There exists a type of numbers called Carmichael numbers that can trick the Fermat test. Between 2 and 10000, there are several such numbers:
561, 1105, 1729, 2465, 2821, 6601, 8911
These stubborn numbers are composite, but no matter what a you test them with, they can masquerade as primes in the Fermat test. They are not
few in number and are widely distributed, with a total of 255 Carmichael numbers within 100,000,000. So, if you do not wish to maintain a Carmichael number list, you can strengthen our prime number test method.
Fortunately, in exercise 1.28, Miller and Rabin brought us the Miller-Rabin test method. This method is based on a variation of Fermat's little theorem:
If n is a prime, for any a < n, a^(n-1) ≡ 1(mod n)
To use the MR test, one needs to check for a "non-trivial square root of 1 mod n" during the square step of the Fermat test. If there exists an s = a^2; and s <> 1 and s <> n-1, and s^2 mod m = 1, then n is not a prime.
Matrix67: The Miller-Rabin primality test is also a probabilistic algorithm, and we call composites that pass the Miller-Rabin test with base a as strong pseudoprimes to base a. The first strong pseudoprime to base 2 is 2047. The first strong pseudoprime to bases 2 and 3 is as large as 1,373,653.
So, when you have sufficient test quantity, this method can guarantee safety in industrial applications. Below is my answer to question 1.28:
(define (remainder num divisor)
(- num (* divisor (round (/ num divisor)))))

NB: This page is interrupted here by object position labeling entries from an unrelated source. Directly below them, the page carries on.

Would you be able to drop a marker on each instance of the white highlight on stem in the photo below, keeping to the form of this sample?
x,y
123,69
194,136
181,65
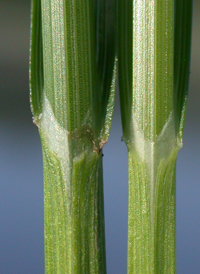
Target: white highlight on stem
x,y
56,138
153,152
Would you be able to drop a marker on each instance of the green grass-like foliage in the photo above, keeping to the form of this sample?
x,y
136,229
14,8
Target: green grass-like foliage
x,y
154,60
72,83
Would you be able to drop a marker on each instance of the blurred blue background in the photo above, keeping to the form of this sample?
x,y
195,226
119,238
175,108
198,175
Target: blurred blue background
x,y
21,183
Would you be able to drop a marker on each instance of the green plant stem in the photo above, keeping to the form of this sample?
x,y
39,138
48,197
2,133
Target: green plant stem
x,y
154,57
72,83
74,217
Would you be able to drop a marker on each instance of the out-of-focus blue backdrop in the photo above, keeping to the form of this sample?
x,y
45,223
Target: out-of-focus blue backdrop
x,y
21,184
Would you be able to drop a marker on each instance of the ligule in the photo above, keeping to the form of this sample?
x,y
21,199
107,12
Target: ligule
x,y
154,56
72,81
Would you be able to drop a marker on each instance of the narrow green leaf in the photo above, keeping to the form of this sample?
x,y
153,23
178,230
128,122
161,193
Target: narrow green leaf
x,y
154,58
73,50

(define (mr-expmod base exps m)
(define (square x) (* x x))
(define (check-square-root x n)
(define (check r)
(if (and (not (= x 1)) (not (= x (- n 1))) (= r 1)) 0 r))

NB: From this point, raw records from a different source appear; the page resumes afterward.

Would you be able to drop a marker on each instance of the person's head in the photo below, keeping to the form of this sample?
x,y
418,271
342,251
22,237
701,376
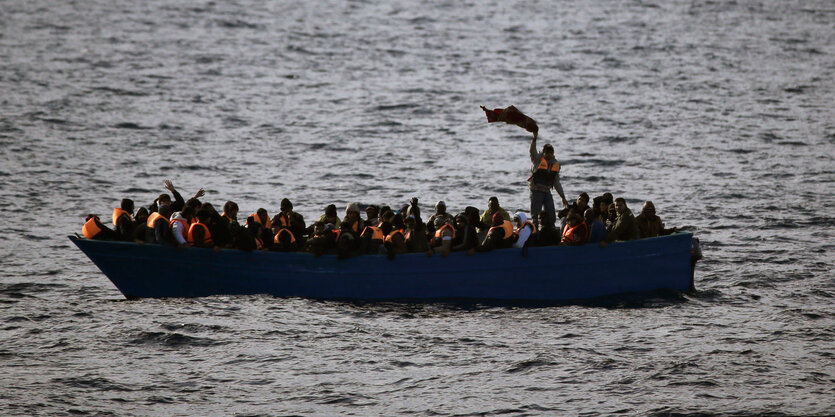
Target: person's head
x,y
410,222
263,216
493,203
230,209
583,200
194,203
397,222
127,205
548,151
589,215
330,210
387,215
188,212
620,205
352,212
519,219
648,208
543,219
165,210
203,215
371,212
163,199
141,215
440,221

(check (remainder (square x) n)))
(cond ((= exps 0) 1)
((even? exps)
(check-square-root(mr-expmod base (/ exps 2) m) m))
(else
(remainder (* base (mr-expmod base (- exps 1) m))
m))))
;Miller-Rabin test, check n. if (a^(n-1)) mod n == 1 then in all probability n is a prime
(define (mr-test n)
(define (try-it a)
(= 1 (mr-expmod a (- n 1) n)))
(try-it (+ 1 (random (- n 1)))))
;get prime by Miller-Rabin-test. test n is prime or not, try times time
(define (mr-prime? n times)
(cond ((= 0 times) #t)
((mr-test n) (mr-prime? n (- times 1)))
(else #f)))
I compiled some data, seeking primes in the intervals [1000, 1100], [10000, 10100], [100000, 100100], and [1000000, 1000100], to see how these methods perform:
Conventional method Conventional method's divisor 2 optimization Miller-Rabin test method
[1000, 1100] 1 ms 1 ms 1 ms
[10000, 10100] 13 ms 8 ms 1 ms
[100000, 100100] 142 ms 78 ms 1 ms
[1000000, 1000100] 1337 ms 830 ms 1 ms
This was run on my Intel Core 1 1.83GHz machine (Ubuntu 8.04 + DrScheme).

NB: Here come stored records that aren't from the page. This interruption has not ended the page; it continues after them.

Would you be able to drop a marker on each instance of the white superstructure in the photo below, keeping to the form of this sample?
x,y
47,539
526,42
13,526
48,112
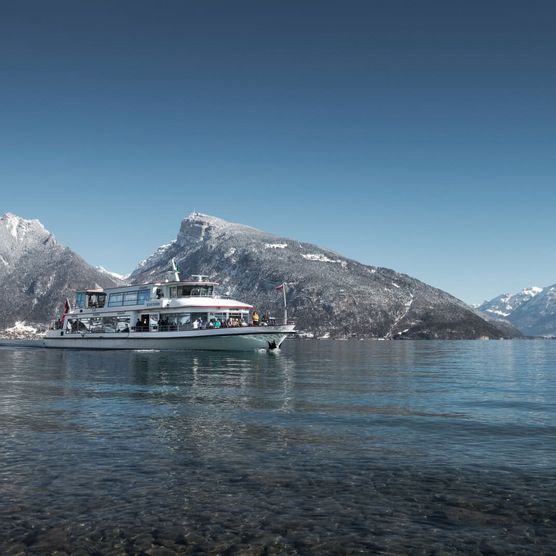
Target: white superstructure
x,y
164,315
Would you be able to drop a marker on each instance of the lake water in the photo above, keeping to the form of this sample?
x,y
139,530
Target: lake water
x,y
323,448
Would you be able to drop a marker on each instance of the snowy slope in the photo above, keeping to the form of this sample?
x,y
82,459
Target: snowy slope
x,y
505,304
532,311
327,293
537,317
37,273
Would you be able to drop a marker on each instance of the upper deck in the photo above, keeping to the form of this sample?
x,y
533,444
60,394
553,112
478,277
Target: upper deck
x,y
196,291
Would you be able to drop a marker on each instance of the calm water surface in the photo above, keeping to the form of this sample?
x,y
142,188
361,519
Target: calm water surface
x,y
324,448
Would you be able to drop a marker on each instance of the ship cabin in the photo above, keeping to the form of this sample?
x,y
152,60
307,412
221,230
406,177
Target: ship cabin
x,y
157,307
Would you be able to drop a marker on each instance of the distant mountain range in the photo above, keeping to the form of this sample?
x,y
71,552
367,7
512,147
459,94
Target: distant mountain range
x,y
532,310
328,295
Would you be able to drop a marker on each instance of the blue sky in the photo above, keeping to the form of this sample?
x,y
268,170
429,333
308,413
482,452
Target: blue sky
x,y
419,136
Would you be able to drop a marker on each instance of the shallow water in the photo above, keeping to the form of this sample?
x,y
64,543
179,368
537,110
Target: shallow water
x,y
324,448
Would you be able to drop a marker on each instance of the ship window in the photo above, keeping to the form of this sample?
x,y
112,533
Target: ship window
x,y
130,298
109,324
96,325
96,300
143,296
115,299
80,300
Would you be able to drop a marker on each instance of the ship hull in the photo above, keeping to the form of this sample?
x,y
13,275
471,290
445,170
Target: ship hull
x,y
223,339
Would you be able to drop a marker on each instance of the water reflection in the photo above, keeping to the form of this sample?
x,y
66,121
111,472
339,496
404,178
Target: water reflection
x,y
323,447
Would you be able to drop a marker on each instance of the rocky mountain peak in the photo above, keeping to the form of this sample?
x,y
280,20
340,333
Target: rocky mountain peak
x,y
198,227
328,295
20,230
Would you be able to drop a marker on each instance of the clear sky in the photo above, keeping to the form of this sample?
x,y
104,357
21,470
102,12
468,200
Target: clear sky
x,y
416,135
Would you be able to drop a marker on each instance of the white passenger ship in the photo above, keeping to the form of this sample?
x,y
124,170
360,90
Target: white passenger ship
x,y
165,315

I also wrote a C version, with the following results:
Range [2, 10000]:
$ ./prime
Normal: return 0 cost 10ms
Fermat: return 0 cost 24ms
Miller-Rabin: return 0 cost 28ms
Range [200000, 1000000]:
$ ./prime
Normal: return 0 cost 3088ms
Fermat: return 0 cost 824ms
Miller-Rabin: return 0 cost 959ms
The gprof analysis results are mostly as expected, with a portion of the report below:
Each sample counts as 0.01 seconds.
% cumulative self self total
time seconds seconds calls us/call us/call name
63.55 2.58 2.58 800000 3.23 3.23 is_prime(int)
15.76 3.22 0.64 800005 0.80 0.84 fermat_expmod(long, long, long)
10.10 3.63 0.41 800012 0.51 0.88 mr_expmod(long, long, long)
7.27 3.92 0.29 14813786 0.02 0.02 chk_unusual_square_root(long, long)
1.23 3.98 0.05 main
0.86 4.01 0.04 800000 0.04 0.93 mr_test(long, long)
0.74 4.04 0.03 14813658 0.00 0.00 square(long)
0.25 4.05 0.01 800000 0.01 0.94 mr_is_prime(int)
0.25 4.06 0.01 800000 0.01 0.85 fermat_is_prime(int)
0.00 4.06 0.00 800000 0.00 0.84 fermat_test(long, long)
The reason for poor performance with small n values, I guess, is due to the overhead of handling ordinary recursion in C. However, as the data size increases, this overhead becomes relatively insignificant. If someone could convert the above algorithms into iterative form (which I cannot do :P) or tail-recursion form (gcc can optimize tail recursion into iterative form), I expect the performance would be even more pronounced.